Fabry follows an unusual X-linked recessive pattern of inheritance. In X-linked conditions, the gene is carried on the X sex chromosome, and males are affected more often than females. This means a male must inherit one non-working copy of the gene for Fabry from his mother. Typically, a female must inherit two copies of the non-working gene: one from her mother and father. However, carriers of Fabry (females having one non-working copy of the gene and one working copy) have been shown to experience the signs and symptoms of Fabry more often than expected. Some carriers may show no symptoms, others may have mild symptoms, and others may have severe experiences with the disease in childhood and adulthood.
While having a child with the condition is rare, if one or both parents have the non-working gene for Fabry, they can have more than one child with the condition.
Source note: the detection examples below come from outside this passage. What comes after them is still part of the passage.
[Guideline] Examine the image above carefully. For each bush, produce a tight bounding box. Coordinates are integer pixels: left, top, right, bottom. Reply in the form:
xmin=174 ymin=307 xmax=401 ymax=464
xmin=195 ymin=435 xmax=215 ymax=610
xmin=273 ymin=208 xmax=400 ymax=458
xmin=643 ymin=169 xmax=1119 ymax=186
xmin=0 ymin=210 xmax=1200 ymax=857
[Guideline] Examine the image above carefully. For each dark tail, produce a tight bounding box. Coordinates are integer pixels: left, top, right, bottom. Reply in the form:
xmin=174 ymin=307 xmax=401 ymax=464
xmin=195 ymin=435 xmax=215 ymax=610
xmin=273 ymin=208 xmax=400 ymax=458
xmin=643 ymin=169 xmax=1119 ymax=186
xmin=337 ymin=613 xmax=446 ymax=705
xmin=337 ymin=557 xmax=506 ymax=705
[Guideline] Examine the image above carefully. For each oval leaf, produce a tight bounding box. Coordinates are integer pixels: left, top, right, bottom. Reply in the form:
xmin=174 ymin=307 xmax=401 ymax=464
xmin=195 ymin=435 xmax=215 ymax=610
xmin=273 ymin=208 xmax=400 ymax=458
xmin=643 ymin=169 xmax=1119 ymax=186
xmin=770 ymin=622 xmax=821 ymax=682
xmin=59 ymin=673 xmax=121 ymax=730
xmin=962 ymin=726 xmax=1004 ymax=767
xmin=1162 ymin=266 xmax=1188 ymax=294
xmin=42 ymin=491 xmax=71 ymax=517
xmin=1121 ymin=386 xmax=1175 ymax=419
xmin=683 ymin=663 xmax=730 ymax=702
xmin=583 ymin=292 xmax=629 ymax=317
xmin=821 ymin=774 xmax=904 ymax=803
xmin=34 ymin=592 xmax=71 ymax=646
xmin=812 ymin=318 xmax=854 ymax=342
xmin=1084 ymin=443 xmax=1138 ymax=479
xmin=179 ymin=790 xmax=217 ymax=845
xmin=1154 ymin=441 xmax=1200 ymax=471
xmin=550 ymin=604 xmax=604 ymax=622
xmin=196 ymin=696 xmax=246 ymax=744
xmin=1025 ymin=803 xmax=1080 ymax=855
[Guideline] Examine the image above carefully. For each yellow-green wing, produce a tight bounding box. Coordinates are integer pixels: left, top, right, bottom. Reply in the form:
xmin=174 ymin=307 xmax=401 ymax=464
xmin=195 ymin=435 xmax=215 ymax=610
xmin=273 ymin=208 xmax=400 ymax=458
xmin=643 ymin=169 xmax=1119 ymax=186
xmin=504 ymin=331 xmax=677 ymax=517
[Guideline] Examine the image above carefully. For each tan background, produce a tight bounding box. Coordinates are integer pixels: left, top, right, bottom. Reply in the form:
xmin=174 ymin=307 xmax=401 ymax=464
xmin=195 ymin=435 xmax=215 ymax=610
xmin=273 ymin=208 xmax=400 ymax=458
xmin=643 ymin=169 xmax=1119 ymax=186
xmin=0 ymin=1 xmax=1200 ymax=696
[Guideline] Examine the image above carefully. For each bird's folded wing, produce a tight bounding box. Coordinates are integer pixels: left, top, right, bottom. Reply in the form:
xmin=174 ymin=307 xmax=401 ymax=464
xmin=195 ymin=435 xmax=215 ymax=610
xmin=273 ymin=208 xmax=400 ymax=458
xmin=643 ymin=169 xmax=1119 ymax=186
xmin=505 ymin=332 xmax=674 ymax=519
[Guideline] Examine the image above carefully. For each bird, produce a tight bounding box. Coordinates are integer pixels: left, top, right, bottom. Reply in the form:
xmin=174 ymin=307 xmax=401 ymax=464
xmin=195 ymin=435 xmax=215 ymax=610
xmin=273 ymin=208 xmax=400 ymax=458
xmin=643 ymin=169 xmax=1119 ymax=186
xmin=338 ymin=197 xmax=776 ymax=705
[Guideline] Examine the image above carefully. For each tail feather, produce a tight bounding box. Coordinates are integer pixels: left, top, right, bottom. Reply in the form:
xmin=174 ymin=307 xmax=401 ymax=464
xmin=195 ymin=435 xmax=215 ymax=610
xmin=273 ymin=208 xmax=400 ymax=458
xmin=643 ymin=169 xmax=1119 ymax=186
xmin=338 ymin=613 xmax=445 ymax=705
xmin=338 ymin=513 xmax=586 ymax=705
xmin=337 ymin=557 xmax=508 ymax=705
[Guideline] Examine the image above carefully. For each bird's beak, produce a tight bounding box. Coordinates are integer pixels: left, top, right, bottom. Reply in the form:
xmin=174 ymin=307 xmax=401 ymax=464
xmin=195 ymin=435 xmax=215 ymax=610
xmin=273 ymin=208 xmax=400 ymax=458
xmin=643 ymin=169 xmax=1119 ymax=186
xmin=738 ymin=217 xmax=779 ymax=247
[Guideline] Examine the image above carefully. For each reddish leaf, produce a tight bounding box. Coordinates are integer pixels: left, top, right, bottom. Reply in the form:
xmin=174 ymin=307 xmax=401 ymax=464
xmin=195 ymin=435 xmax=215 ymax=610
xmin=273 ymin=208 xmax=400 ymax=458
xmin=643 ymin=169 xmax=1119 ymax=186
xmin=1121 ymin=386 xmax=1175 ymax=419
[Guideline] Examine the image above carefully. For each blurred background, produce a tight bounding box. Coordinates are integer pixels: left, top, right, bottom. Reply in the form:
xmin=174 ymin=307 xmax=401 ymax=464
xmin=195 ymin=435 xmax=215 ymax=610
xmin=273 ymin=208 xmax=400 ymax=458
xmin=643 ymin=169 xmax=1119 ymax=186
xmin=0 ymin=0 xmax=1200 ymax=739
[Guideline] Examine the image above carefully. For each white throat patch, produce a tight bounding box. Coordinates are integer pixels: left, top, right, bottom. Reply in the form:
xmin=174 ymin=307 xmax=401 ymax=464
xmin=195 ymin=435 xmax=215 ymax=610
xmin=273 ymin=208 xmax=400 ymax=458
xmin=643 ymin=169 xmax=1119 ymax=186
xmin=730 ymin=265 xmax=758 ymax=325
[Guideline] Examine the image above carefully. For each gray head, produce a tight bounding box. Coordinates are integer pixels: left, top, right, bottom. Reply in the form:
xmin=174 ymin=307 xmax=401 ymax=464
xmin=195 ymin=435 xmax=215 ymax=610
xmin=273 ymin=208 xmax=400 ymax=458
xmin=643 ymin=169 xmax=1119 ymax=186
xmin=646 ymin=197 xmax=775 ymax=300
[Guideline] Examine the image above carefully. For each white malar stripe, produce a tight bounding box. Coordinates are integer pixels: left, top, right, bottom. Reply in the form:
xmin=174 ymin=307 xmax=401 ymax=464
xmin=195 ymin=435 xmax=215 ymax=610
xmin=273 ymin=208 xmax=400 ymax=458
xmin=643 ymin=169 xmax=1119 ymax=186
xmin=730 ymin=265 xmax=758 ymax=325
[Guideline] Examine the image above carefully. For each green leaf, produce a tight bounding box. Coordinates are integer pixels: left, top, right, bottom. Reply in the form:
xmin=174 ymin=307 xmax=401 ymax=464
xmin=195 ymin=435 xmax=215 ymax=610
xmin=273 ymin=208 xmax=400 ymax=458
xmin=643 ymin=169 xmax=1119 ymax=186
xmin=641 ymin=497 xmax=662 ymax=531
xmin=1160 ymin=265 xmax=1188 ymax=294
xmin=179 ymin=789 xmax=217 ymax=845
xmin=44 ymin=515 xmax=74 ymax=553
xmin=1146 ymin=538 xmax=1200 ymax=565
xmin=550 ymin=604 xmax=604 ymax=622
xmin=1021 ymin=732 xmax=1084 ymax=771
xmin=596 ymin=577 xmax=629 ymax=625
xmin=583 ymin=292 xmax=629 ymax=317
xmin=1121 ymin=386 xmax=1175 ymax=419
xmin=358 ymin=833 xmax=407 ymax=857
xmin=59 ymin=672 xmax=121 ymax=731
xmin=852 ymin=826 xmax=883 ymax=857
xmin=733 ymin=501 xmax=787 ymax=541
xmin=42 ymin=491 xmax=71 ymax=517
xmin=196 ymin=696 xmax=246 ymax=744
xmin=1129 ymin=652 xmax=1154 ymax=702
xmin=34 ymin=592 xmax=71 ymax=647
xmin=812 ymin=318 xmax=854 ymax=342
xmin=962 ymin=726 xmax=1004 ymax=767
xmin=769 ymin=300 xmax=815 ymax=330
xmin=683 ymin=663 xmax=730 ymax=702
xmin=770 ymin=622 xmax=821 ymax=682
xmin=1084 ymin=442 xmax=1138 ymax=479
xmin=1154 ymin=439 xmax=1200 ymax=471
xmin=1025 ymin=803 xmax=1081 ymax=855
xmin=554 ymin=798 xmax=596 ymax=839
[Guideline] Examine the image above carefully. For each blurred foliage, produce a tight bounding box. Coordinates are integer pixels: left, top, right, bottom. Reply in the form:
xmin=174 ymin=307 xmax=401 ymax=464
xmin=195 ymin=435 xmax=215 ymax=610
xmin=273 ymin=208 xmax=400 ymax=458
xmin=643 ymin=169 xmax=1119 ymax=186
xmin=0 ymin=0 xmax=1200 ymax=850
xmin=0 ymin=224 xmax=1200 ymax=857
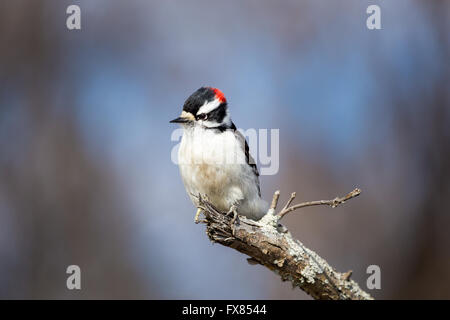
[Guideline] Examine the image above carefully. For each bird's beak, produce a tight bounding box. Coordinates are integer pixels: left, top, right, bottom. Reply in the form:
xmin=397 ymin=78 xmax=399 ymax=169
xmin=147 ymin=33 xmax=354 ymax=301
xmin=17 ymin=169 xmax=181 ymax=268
xmin=170 ymin=111 xmax=195 ymax=123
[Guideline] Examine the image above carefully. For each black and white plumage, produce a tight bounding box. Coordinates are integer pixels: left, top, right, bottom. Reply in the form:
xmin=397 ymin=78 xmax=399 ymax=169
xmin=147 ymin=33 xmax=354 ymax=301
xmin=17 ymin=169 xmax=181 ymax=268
xmin=171 ymin=87 xmax=268 ymax=220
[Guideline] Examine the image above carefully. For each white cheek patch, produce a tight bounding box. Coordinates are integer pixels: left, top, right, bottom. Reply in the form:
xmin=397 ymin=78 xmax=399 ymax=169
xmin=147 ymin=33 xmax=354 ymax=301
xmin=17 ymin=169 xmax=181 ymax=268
xmin=197 ymin=99 xmax=221 ymax=115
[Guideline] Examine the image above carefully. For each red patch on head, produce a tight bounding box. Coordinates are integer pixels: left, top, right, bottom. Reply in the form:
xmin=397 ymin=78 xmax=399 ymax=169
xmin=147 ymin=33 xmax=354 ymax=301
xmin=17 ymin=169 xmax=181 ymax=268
xmin=211 ymin=88 xmax=227 ymax=102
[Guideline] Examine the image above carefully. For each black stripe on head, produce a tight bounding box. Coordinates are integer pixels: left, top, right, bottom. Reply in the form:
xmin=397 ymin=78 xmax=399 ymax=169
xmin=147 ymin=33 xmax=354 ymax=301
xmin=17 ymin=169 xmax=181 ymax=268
xmin=183 ymin=87 xmax=216 ymax=115
xmin=208 ymin=102 xmax=227 ymax=123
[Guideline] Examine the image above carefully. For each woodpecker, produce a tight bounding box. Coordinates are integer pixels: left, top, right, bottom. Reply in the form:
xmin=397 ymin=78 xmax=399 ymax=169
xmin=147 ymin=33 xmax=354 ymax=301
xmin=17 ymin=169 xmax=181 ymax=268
xmin=170 ymin=87 xmax=269 ymax=223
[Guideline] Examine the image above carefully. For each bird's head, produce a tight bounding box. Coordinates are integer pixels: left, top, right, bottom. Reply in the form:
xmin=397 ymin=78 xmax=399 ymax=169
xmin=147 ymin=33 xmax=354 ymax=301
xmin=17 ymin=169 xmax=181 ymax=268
xmin=170 ymin=87 xmax=231 ymax=128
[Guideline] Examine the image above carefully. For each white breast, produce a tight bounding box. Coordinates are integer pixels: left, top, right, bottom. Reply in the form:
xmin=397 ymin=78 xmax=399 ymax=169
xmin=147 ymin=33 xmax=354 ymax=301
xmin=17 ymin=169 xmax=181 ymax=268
xmin=178 ymin=126 xmax=266 ymax=219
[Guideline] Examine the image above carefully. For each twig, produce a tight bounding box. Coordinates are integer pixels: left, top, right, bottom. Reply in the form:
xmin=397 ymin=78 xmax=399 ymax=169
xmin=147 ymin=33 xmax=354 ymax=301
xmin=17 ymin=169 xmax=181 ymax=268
xmin=270 ymin=190 xmax=280 ymax=210
xmin=278 ymin=188 xmax=361 ymax=219
xmin=198 ymin=189 xmax=373 ymax=300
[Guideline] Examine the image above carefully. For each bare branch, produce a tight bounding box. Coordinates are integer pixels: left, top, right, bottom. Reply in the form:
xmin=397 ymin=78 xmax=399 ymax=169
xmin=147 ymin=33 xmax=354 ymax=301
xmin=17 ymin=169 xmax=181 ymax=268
xmin=270 ymin=190 xmax=280 ymax=210
xmin=278 ymin=188 xmax=361 ymax=219
xmin=198 ymin=192 xmax=373 ymax=300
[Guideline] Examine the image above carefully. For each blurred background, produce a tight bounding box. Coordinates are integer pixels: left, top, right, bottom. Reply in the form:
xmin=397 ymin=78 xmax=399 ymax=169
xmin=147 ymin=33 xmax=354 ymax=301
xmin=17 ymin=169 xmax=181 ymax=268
xmin=0 ymin=0 xmax=450 ymax=299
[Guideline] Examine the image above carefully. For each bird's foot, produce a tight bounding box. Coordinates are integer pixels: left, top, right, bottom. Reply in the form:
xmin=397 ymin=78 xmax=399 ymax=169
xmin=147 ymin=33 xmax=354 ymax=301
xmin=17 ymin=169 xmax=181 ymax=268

Learn more about the X-linked recessive pattern of inheritance.
Support for Fabry
Support groups can help connect families who have a child or other family member affected with Fabry with a supportive community of people who have experience and expertise in living with the condition. These organizations offer resources for families, affected individuals, health care providers, and advocates.
Work with your baby’s health care provider to determine the next steps for your baby’s care. Your baby’s doctor may help you coordinate care with physicians that specializes in metabolism, kidneys, and pain management; a dietician who can help plan your child’s specialized diet; and other medical resources in your community. Some children with Fabry have developmental delays. If you think that your baby is not meeting their developmental milestones, ask your baby’s doctor about the next steps in accessing a developmental evaluation and care.
Because Fabry is a genetic condition, you may want to talk with a genetics specialist. A genetic counselor or geneticist can help you understand the causes of the condition, discuss genetic testing for Fabry, and understand what this diagnosis means for other family members and future pregnancies. Speak with your baby’s doctor about getting a referral. The Clinic Services Search Engine offered by the American College of Medical Genetics and Genomics (ACMG) and the Find a Genetic Counselor tool on the National Society of Genetic Counselors (NSGC) website are two good resources for you or your baby's health care provider to use to identify local specialists.